Duane's take
Here's my telling of what the official marker has to say about Sam Houston and his long ties to Liberty County. Now, most folks hear the name Sam Houston and their minds go straight to San Jacinto — that one shining moment when the general led Texas to victory over Mexico and changed the map of the continent. And fair enough.
But the marker standing in Liberty County wants you to know there's a whole other chapter, one that stretched across decades and acres and courthouse steps and Sunday mornings in the pines. So settle in. This one's got range.
Sam Houston — pioneer, lawyer, statesman — began a relationship with Liberty County in 1833, and that relationship was rooted in something Texans have always understood: land. He kept at it, acquiring and transacting, all the way until his death in 1863. In those years he concluded nine land transactions involving nearly twenty thousand acres.
Nine. Nearly twenty thousand. The man wasn't dabbling.
He established a family home at Cedar Point in 1840 — Cedar Point being what's now part of Chambers County — and then another at Grand Cane, twenty-two miles north of here, in 1842. Two homes, two counties, one very busy man. And here's the part that tends to surprise people: from 1838 to 1855, Sam Houston practiced law in Liberty, maintaining an office on this very site, right across from the Courthouse Square.

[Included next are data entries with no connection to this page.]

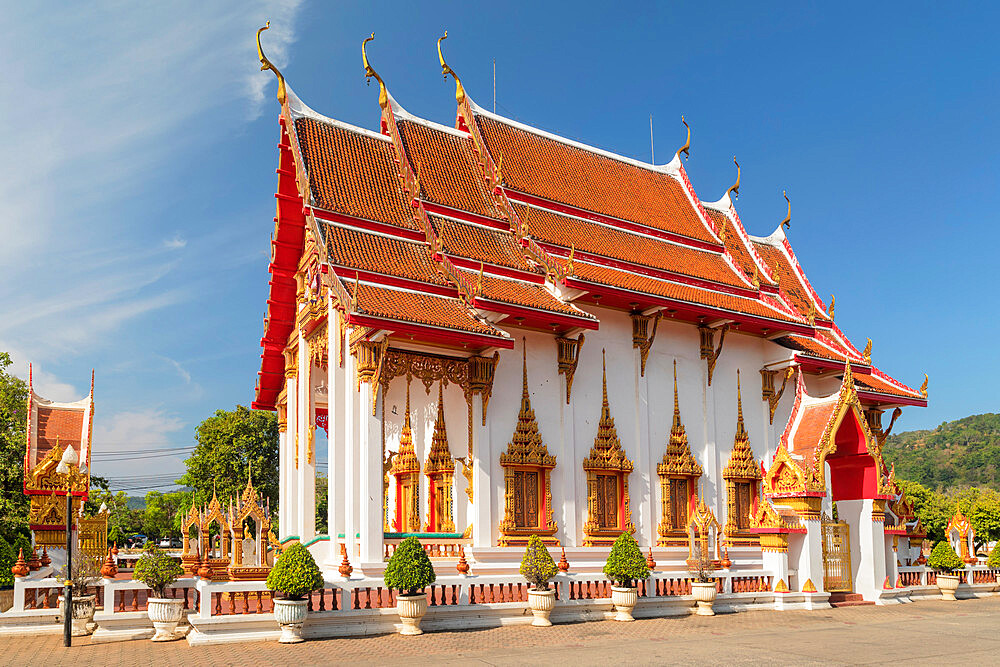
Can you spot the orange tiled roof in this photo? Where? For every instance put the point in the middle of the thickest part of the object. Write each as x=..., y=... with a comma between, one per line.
x=356, y=249
x=631, y=281
x=492, y=246
x=588, y=180
x=58, y=424
x=419, y=308
x=591, y=237
x=447, y=166
x=352, y=173
x=529, y=295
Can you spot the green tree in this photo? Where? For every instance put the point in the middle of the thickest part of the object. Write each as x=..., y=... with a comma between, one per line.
x=932, y=508
x=231, y=443
x=13, y=420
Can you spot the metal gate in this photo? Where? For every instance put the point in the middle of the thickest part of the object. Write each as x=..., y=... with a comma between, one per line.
x=837, y=557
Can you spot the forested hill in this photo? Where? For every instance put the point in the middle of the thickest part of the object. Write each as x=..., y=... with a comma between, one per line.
x=955, y=455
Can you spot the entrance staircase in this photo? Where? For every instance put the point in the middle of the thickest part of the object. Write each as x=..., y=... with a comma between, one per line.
x=847, y=600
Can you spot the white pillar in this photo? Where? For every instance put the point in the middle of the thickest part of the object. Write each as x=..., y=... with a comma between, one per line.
x=369, y=464
x=483, y=519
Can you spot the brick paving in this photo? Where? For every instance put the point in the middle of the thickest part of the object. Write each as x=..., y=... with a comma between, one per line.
x=924, y=632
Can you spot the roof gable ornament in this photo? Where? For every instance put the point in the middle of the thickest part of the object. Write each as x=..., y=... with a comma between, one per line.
x=383, y=95
x=686, y=148
x=445, y=71
x=267, y=64
x=734, y=189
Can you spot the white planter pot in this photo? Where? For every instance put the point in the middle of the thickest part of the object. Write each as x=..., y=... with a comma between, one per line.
x=411, y=608
x=624, y=599
x=165, y=613
x=541, y=604
x=948, y=583
x=83, y=613
x=290, y=615
x=704, y=594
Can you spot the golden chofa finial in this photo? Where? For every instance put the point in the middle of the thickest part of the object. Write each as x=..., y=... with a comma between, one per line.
x=383, y=96
x=267, y=64
x=787, y=222
x=734, y=190
x=445, y=71
x=686, y=148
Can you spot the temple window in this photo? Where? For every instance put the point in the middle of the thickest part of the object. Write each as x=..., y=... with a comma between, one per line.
x=679, y=473
x=528, y=490
x=742, y=475
x=607, y=468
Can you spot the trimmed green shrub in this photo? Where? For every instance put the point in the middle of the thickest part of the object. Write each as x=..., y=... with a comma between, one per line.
x=626, y=563
x=994, y=559
x=409, y=569
x=943, y=558
x=537, y=565
x=157, y=570
x=296, y=574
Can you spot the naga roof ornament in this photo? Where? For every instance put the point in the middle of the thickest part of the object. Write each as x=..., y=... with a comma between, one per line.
x=446, y=70
x=267, y=64
x=383, y=95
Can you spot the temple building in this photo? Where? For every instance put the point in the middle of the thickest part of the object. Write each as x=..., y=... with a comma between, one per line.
x=507, y=333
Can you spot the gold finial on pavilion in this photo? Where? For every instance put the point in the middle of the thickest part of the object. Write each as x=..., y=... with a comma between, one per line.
x=787, y=222
x=734, y=189
x=267, y=64
x=383, y=96
x=686, y=148
x=445, y=71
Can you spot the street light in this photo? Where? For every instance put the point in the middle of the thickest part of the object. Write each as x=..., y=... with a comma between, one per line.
x=69, y=459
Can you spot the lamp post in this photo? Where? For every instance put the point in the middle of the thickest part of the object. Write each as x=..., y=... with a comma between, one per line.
x=68, y=460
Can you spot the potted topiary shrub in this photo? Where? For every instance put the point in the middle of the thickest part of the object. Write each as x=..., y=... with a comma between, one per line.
x=944, y=560
x=625, y=566
x=84, y=574
x=409, y=571
x=158, y=570
x=993, y=562
x=538, y=568
x=293, y=577
x=704, y=588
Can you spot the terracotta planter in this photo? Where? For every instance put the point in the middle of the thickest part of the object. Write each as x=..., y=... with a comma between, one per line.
x=411, y=608
x=165, y=613
x=83, y=613
x=624, y=599
x=290, y=615
x=704, y=594
x=541, y=603
x=948, y=583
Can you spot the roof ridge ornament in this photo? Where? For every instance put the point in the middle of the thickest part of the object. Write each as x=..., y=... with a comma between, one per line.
x=383, y=95
x=734, y=189
x=267, y=64
x=787, y=222
x=446, y=70
x=686, y=148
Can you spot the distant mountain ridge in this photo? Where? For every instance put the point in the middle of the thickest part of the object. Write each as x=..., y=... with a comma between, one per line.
x=953, y=456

While he was President of the Republic of Texas — 1836 to 1838, then again 1841 to 1844 — and while he was serving as the first United States Senator for the newly-annexed state of Texas from 1846 to 1859, he was also keeping an office right here, taking cases, standing before judges, doing the ordinary work of a lawyer in a courthouse town. There's something almost quietly remarkable about that. His life in Liberty County wasn't only his own, either.
His wife, Margaret Lea Houston, was one of the founders of the Concord Baptist Church at Grand Cane, in 1845, and Houston attended worship services there. Liberty County honored all of this the way places do when they mean it — with names that stick. Sam Houston Avenue.
The Sam Houston Regional Library and Research Center. Not a battlefield monument, not a capitol rotunda — a library. A place for records and research and the long, patient work of remembering.
Which, when you think about nearly twenty thousand acres and nine land deals and seventeen years of practicing law across from that courthouse square, seems just about right.
What the marker says
Pioneer, lawyer, statesman, and leader of the Texas victory over Mexico at San Jacinto, General Sam Houston began a relationship with Liberty County in 1833 that was based on land ownership which continued until his death in 1863. During those years he concluded nine land transactions involving nearly 20,000 acres. He established family homes at Cedar Point (now part of Chambers County) in 1840 and at Grand Cane (22 mi. N) in 1842. From 1838 to 1855, Sam Houston practiced law in Liberty, maintaining an office on this site across from the Courthouse Square. Houston's other activities in Liberty County included his attendance at worship services of the Concord Baptist Church (Grand Cane), of which his wife, Margaret Lea Houston, was one of the founders in 1845. Sam Houston's activities in Liberty County took place while he was serving in various leadership roles for Texas, including President of the Republic of Texas (1836-1838, 1841-1844) and as the first United States Senator for the newly-annexed state of Texas (1846-1859). He has been honored in Liberty County by the naming of Sam Houston Avenue and the Sam Houston Regional Library and Research Center.